Equo compenso, la Francia sanzione duramente Google, in Italia si cincischia

In relazione all’aspra discussione tra over the top ed editori sull’equo compenso per i contenuti giornalistici, in Italia si discute nelle aule di Tribunale. Una recente sentenza del Consiglio di Stato ha ribaltato una precedente decisione del Tar Lazio che metteva in discussione l’obbligatorietà per le grandi piattaforme di riconoscere un compenso agli editori.
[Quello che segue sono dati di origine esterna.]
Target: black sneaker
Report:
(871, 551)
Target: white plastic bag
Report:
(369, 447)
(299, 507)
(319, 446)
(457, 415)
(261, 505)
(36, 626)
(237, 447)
Parliamo di principi, in quanto non vi erano somme in gioco; Meta nel ricorso aveva sostenuto, , semplicemente, che la normativa italiana non fosse applicabile perché lesiva della libertà di stabilimento. L’Autorità per le garanzie nelle comunicazioni ha esultato per la decisione del Consiglio di Stato. E la palla in Italia è tornata al centro, per cui, al momento e in attesa di una futura decisione degli organi di giustizia dell’Unione Europea, per le piattaforme viene rispristinato l’obbligo di contrattare con gli editori. In Francia l’Antitrust ha avuto più coraggio della nostra Autorità per le garanzie nelle comunicazioni, non è un grande sforzo in realtà, e senza tanti sofismi ha irrogato una sanzione a Google di 250 milioni di euro per l’indebito sfruttamento dei contenuti. Una somma infinitamente più grande di quella che la società pagherebbe agli editori in Italia nell’ipotesi in cui si accordasse. La risposta di Google è stata quella di difesa, legittima, parlando di sproporzione della sanzione e una constatazione, intelligente: come verrebbero ripartite e da chi le eventuali risorse derivanti dalle sanzioni tra gli editori. Il punto è tutto qua. I produttori di contenuti non sono in condizioni di contrattare con le grandi piattaforme in assenza di una condivisione del merito e del metodo da parte di queste ultime. E la strada da seguire dovrebbe essere un corrispettivo globale da versare in un Fondo da ripartire tra gli editori. Ma prima andrebbero fissate le regole e per farlo diffidiamo delle Autorità, poche autorevoli e per nulla indipendenti. Si pensi ad una legge di riforma che vada nella direzione delle dichiarazioni di ieri del Presidente della Repubblica che ha, per l’ennesima volta, ribadito che la libertà d’informazione e il pluralismo hanno come presupposto la sostenibilità economica delle imprese.